Discovering Warren Buffet’s Secret

November 28, 2012 in Briefs

During my trip to South Africa and Australia last year, my business partner Bill Bonner and I had a conversation that should interest you. For those of you who don’t know, Bill and I worked together to found Agora publishing.

We were speaking about our company’s future. Right now, Agora is a $400-plus million publishing business with high profitability and good growth. By any conventional standards, it is a great business. But Bill is not satisfied. His goal is to make Agora a business that will last a hundred years. Very few businesses are able to do that.

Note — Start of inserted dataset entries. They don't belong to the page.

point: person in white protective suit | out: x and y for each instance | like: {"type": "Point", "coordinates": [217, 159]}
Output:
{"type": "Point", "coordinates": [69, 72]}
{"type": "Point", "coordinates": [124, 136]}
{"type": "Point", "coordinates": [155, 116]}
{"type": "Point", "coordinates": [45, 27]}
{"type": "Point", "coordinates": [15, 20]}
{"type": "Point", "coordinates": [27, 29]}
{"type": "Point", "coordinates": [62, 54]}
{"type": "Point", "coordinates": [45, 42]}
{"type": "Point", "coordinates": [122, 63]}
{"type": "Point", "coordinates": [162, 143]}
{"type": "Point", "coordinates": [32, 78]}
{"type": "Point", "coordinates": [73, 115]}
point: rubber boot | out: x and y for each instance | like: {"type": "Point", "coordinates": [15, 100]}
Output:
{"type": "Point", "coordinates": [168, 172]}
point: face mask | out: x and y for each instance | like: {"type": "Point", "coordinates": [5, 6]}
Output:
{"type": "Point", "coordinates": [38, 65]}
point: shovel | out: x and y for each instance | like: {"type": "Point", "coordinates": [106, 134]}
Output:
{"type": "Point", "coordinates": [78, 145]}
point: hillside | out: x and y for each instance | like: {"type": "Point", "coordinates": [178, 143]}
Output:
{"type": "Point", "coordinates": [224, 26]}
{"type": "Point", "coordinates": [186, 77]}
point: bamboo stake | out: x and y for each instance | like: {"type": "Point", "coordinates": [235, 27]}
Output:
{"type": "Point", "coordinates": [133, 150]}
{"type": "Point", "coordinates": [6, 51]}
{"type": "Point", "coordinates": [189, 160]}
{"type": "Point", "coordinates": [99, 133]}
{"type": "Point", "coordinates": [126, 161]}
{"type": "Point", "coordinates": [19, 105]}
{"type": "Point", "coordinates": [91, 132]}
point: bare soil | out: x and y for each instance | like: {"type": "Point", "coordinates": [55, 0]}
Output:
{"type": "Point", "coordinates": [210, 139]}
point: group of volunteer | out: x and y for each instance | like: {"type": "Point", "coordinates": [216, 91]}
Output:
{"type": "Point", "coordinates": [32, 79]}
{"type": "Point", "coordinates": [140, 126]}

To accomplish Bill’s goal, Agora will have to develop what Warren Buffet calls a “long-term, durable competitive advantage.”

Coca-Cola is a perfect example of what I’m talking about. Coca-Cola has been selling the same product since 1892. It spent money inventing its core product over one hundred years ago. Today, it spends very little money on research and development. It also has low manufacturing costs, since the machinery required to make Coke rarely needs updating.

These factors give Coca-Cola a big, long-term advantage. They can devote all the money they don’t spend on research, development, and manufacturing to marketing. That is how Coca-Cola stays way ahead of its competition.

This got me thinking about investing. Coca-Cola is one of the companies that Warren Buffet invested in many years ago. After losing money by investing in some speculative opportunities, Buffett realized he would be much better off investing in businesses that were more established and had distinct competitive advantages—businesses like Coca-Cola, Kraft Foods, and American Express. Berkshire Hathaway, his holding company, owns these kinds of companies. He buys them and holds them. If their share prices drop, he doesn’t sell them. He buys more shares. His goal is not year-by-year profits, but owning more and more shares of great companies.

This strategy is very different from what most professional investors use. Yet, it works. In fact, it works very well. Everyone acknowledges that Buffet is the most successful investor in history.